Contemplé los terrenos del sanatorio. Las cosas habían empezado a tener sentido para luego perderlo de inmediato. Frankie muerto en el apartamento encima del Highlander; Tam el que había buscado pelea conmigo y que había terminado muerto más tarde aquella misma noche en el garaje de Rutherglen. Tam era un tipo duro de roer, con un historial de combate militar que superaba el mío. Si él había sido el de aquella noche, entonces se había dejado dar una paliza adrede para convencer al mundo de que era Frankie. Pero ¿por qué? Frankie era un don nadie. Sólo el nombre de Tam McGahern tenía el peso suficiente para construir un imperio criminal. Se me ocurrió otra cosa: Jimmy Wallace, el segundón del que Bobby me había hablado, debía de estar al tanto de todo. No desapareció hasta después del segundo asesinato porque sabía. Sabía que había sido Frankie, no Tam, el que había muerto la primera vez. El segundo homicidio sí había sido el de Tam, y había sido la señal para Wallace de que había llegado el momento de perderse.
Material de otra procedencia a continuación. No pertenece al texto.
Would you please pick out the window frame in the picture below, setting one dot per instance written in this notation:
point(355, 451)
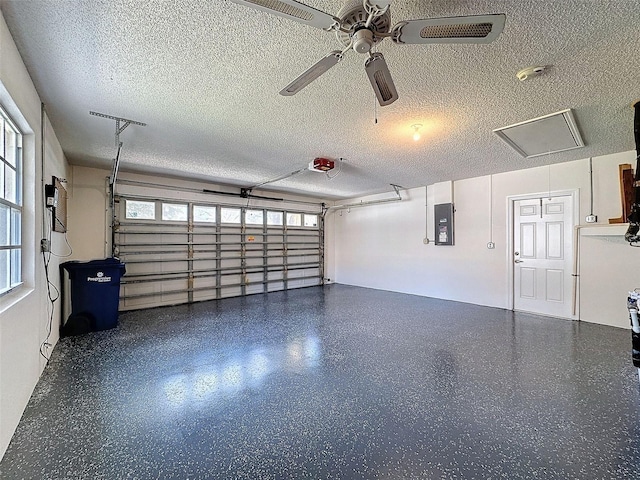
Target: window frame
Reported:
point(13, 268)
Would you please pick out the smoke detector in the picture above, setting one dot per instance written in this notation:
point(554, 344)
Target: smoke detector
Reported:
point(530, 72)
point(321, 165)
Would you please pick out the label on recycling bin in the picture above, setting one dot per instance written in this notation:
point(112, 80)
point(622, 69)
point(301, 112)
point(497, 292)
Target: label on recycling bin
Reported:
point(99, 278)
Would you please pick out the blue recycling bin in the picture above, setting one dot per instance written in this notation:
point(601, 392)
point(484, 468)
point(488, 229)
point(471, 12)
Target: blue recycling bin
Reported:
point(95, 292)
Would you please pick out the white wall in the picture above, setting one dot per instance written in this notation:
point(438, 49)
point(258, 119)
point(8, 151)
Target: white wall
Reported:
point(23, 312)
point(381, 246)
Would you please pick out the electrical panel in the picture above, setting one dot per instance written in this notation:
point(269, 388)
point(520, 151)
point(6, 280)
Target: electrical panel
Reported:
point(443, 214)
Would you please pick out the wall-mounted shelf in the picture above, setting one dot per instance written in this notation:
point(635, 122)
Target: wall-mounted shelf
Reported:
point(616, 230)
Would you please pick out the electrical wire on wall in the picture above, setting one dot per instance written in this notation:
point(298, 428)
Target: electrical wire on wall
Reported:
point(53, 294)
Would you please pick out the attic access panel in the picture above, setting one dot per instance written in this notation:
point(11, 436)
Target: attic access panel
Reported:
point(552, 133)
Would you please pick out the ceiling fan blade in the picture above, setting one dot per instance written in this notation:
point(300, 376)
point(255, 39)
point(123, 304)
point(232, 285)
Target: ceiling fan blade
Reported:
point(293, 10)
point(380, 79)
point(471, 29)
point(311, 74)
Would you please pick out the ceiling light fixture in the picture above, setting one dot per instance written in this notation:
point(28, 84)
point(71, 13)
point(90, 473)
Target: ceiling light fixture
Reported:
point(416, 131)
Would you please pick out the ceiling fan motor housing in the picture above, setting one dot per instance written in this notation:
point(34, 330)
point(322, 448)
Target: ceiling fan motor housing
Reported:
point(353, 17)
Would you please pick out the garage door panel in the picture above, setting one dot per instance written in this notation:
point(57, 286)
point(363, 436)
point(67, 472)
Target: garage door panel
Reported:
point(219, 251)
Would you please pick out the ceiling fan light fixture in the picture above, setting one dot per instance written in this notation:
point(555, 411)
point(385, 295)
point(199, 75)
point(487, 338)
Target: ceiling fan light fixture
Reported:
point(416, 131)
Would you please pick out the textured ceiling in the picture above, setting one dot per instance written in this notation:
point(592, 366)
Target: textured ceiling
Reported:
point(205, 77)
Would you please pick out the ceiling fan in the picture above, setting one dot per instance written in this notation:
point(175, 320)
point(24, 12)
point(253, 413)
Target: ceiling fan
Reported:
point(362, 24)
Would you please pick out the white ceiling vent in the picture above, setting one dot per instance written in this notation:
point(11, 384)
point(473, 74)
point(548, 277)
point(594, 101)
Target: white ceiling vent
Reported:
point(552, 133)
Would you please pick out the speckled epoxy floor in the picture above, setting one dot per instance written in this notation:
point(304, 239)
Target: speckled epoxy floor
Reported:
point(334, 382)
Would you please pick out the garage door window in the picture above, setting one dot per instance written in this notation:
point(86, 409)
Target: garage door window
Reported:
point(254, 217)
point(140, 210)
point(294, 219)
point(230, 215)
point(204, 214)
point(173, 212)
point(274, 218)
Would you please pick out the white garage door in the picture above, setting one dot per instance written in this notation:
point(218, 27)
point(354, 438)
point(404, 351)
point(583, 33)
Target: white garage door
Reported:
point(186, 251)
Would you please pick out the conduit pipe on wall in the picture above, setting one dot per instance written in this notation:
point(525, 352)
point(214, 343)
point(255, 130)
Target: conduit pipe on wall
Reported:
point(575, 274)
point(371, 202)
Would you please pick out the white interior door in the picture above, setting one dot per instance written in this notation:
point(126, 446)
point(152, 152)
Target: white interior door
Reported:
point(542, 255)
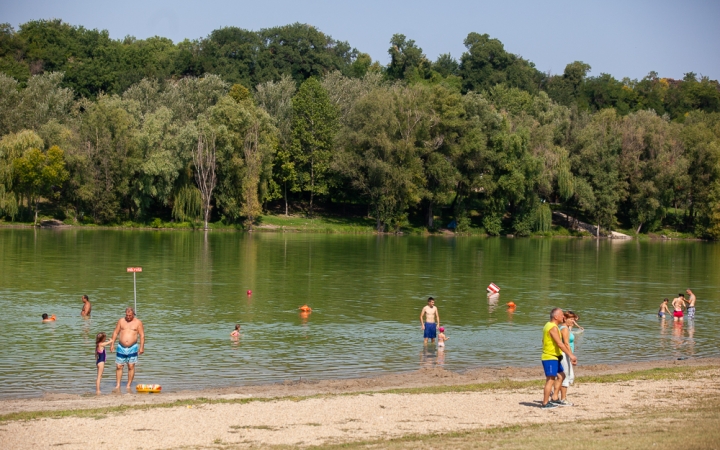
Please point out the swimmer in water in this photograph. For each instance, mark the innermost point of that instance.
(441, 339)
(100, 343)
(663, 311)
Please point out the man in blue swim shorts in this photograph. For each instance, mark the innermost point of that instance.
(130, 331)
(553, 347)
(429, 320)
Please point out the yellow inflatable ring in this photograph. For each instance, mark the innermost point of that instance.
(150, 388)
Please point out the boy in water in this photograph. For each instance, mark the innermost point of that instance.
(678, 305)
(663, 309)
(429, 325)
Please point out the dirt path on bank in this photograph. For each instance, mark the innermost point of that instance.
(345, 418)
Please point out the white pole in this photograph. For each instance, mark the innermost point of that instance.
(135, 291)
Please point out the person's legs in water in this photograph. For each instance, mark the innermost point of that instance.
(118, 376)
(131, 375)
(101, 366)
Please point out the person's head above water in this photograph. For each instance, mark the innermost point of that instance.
(557, 315)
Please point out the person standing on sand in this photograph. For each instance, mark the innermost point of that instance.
(663, 309)
(691, 304)
(130, 329)
(678, 305)
(553, 348)
(429, 313)
(87, 307)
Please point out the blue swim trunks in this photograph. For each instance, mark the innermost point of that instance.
(126, 355)
(552, 367)
(430, 330)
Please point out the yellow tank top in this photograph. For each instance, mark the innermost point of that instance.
(550, 348)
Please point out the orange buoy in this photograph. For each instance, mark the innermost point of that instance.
(149, 388)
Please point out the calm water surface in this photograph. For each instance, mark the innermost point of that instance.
(366, 293)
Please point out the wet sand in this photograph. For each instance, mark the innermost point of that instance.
(306, 387)
(344, 418)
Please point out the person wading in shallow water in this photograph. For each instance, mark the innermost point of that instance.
(130, 330)
(553, 348)
(691, 304)
(87, 307)
(429, 325)
(678, 305)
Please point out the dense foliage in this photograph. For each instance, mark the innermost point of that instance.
(105, 131)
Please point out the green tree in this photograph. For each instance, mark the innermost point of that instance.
(315, 125)
(38, 173)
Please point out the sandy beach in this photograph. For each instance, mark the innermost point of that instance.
(339, 411)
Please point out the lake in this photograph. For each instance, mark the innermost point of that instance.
(366, 293)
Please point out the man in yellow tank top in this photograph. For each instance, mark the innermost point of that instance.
(553, 347)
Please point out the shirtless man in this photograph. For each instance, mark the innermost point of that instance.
(129, 328)
(663, 309)
(429, 325)
(87, 307)
(691, 305)
(678, 305)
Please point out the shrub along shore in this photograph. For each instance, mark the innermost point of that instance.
(242, 127)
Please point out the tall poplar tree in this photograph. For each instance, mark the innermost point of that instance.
(315, 124)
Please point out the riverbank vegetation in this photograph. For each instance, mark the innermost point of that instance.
(242, 128)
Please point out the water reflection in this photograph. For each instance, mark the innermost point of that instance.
(364, 287)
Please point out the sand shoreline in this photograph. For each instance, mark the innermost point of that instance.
(353, 413)
(307, 387)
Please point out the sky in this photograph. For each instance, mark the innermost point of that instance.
(626, 38)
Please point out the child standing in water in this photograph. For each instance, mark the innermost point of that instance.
(442, 338)
(100, 344)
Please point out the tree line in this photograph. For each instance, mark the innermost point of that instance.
(226, 127)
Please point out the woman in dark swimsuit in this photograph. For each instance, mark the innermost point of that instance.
(100, 344)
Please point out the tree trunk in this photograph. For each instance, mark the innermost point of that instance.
(430, 218)
(312, 183)
(286, 199)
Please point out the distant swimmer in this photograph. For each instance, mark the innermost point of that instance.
(691, 304)
(87, 306)
(678, 305)
(130, 331)
(663, 311)
(429, 320)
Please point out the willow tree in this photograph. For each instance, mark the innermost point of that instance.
(315, 124)
(205, 171)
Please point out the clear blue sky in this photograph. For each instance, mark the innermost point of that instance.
(624, 38)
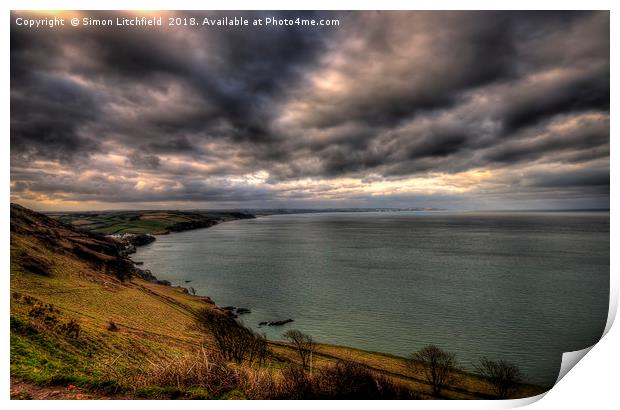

—¿Quién la trajo aquí, Wilma?

Pasó una enfermera, nos miró, luego dirigió la mirada a su reloj de pulsera y frunció el ceño deliberadamente. Wilma empezó a ponerse nerviosa de nuevo.

—No sé quiénes son, pero me pagaron. Me dijeron que mantuviera la boca cerrada. Me vigilan. Es mejor que se vaya.

—Cuénteme exactamente lo que ocurrió aquella noche.

—Ahora no. Vuelva en otro momento.

—¿Cuándo?

—El horario de visita es de tres a cuatro y media, mañana. Vuelva entonces. Pero no le prometo nada. Sólo quiero salir de este enredo.

—¿Qué enredo, Wilma?

Negó con la cabeza, evidentemente asustada. No insistí.